There’s nothing worse than poetry that tries too hard.
How pretentious is that of me to say?
Like pretentious wrapped in pretension,
but there’s nothing worse than
“I’m a jackrabbit cartwheeling on a unicycle into
high speed tentacular futuristic pluralism –”
Slow down there, bud.
Words are pretty for the sound of them
lovely for the truth of them
pleasant for the way they roll from
one consonant to another
but they are not pretty for their crowded
or their race-to-the-finish
or their “how far away from meaning can this
cluster of syllables be”
“can I stretch this string of gum until it breaks”
Stop forcing it so much.
The law of matter states you cannot make something out of nothing
and you cannot pull what is poetry from thin air.
It is translation, transmutation,
it has to come from somewhere
that is sliver-true.
You take what you love
and you dance around it
in frenzied circles
till like hitting a bell
you finally strike at something
resonant and pure.
Your words are razor edges
but I take them like they’re rose petals you scattered on my bed.
We’ve all got our tricks for getting the blood stains out.
Happy is a full-time labor and sometimes that means
gripping thistle by its thorns
and pretending it is dahlias.
A job is the thing you do to get paid
but work is the thing you put your sweat into
and steady your breath for
and clean up piles you are scared to touch for
because once you start you cannot stop
you do not know how to break things into pieces.
You do not know that the path is made of stepping stones.

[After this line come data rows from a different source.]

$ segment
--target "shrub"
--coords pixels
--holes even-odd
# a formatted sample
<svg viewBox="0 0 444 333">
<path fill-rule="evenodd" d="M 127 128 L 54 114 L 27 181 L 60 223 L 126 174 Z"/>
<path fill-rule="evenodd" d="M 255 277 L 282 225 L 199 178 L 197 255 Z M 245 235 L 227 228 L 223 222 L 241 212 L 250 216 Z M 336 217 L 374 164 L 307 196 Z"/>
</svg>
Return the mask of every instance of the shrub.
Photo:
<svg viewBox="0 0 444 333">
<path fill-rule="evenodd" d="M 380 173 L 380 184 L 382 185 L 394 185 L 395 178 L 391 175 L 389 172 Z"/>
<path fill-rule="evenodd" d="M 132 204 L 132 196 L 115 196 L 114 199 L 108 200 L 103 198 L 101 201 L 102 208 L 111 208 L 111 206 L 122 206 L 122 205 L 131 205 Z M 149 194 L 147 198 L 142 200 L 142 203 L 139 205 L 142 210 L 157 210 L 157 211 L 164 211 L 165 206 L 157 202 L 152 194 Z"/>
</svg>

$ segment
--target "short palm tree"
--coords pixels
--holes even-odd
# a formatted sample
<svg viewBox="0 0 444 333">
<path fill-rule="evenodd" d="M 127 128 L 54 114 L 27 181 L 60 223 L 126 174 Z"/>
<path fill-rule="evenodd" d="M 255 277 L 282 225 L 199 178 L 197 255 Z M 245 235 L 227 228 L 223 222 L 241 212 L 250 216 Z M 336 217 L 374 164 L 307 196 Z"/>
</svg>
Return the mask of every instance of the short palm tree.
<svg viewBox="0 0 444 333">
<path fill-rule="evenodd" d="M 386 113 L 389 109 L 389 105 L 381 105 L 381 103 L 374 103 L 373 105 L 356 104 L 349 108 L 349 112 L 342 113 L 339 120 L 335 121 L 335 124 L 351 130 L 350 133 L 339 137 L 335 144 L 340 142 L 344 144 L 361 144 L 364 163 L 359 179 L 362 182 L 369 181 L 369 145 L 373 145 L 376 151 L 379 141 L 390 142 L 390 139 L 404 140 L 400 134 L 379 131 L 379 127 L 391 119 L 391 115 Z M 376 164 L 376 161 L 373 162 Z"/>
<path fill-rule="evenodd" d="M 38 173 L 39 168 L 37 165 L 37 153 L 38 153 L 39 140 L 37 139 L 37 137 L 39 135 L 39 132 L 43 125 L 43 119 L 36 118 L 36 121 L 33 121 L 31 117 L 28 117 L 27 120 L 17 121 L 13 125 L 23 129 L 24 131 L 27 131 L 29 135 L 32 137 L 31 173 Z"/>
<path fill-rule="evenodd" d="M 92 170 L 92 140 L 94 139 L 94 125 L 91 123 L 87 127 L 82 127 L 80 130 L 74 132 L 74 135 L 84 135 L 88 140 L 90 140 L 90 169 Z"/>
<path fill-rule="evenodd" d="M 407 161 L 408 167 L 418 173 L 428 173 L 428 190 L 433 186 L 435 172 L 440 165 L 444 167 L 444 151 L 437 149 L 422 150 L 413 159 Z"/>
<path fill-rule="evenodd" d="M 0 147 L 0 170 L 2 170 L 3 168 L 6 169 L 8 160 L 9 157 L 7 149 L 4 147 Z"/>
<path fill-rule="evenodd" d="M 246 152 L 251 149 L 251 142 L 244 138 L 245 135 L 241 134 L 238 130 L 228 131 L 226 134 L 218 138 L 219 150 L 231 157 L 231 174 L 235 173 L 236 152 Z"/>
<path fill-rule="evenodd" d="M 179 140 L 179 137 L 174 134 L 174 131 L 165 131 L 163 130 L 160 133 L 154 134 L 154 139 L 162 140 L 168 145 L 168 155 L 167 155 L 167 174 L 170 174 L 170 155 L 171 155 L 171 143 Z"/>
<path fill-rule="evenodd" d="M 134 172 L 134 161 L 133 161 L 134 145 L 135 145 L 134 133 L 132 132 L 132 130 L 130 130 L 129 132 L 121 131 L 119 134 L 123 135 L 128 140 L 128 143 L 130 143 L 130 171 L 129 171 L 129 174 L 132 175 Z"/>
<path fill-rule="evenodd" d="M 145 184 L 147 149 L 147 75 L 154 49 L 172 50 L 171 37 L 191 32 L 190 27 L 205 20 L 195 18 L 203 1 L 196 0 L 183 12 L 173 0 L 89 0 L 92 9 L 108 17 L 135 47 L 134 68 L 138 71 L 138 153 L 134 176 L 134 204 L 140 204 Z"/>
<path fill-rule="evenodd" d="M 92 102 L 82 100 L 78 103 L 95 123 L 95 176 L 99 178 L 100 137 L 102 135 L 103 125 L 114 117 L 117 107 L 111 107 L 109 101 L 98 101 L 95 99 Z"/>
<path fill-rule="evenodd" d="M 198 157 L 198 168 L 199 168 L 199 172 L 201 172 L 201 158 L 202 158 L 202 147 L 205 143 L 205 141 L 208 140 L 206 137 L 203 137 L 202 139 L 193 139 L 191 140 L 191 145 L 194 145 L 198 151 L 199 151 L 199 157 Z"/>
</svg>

While you’re busy on-the-clock you are
collecting dimes measured in minutes
but you are also working double-shift
as you whip your tired animal
who struggles with his plow towards
Do not mistake the flower boxes by the window
for the warmth of the kitchen;
what is manicured outside
is sometimes ravaged within.
I am fortress-strong.
I am Troy.
I can stave off your hoplites for years on end,
hundreds need be;
it’s the things that get inside
that will tear me down.
Sometimes I feel like I’m
all glitter and sparkle
and I’m just slowly absorbing
all the little details of the people around me.
Sit next to them too long and their
old family sayings or
the way they toss their hair or
the way they lower their voices telling a joke or
the way they cling to the ground with their toes like it all might fall away
becomes imprinted on my body
like a stamp,
a permanent addition to my reflection like
a freckle or a bruise.
My dress is full-length mirrors
or maybe it’s jell-o that
shakes and jiggles but
when people touch it with their fingers
they leave little bumps and prints
that won’t go away.
I’m a scrapbook collecting up
all the little pieces of the people
that have come and gone;
their ticket stubs, lipstick stains,
empty coffee cups, beer bottle caps.
You can read me like
the story of them,
weaker where the presence
of a high school friend has faded,
stronger when my sister visits for the weekend or
I spend the day in the city with
an old college classmate
I’m just all bundled-up
flounder bedding itself into the scrabble of your ocean floor.
I’m sun bouncing back
because I can’t resist
trying out your light.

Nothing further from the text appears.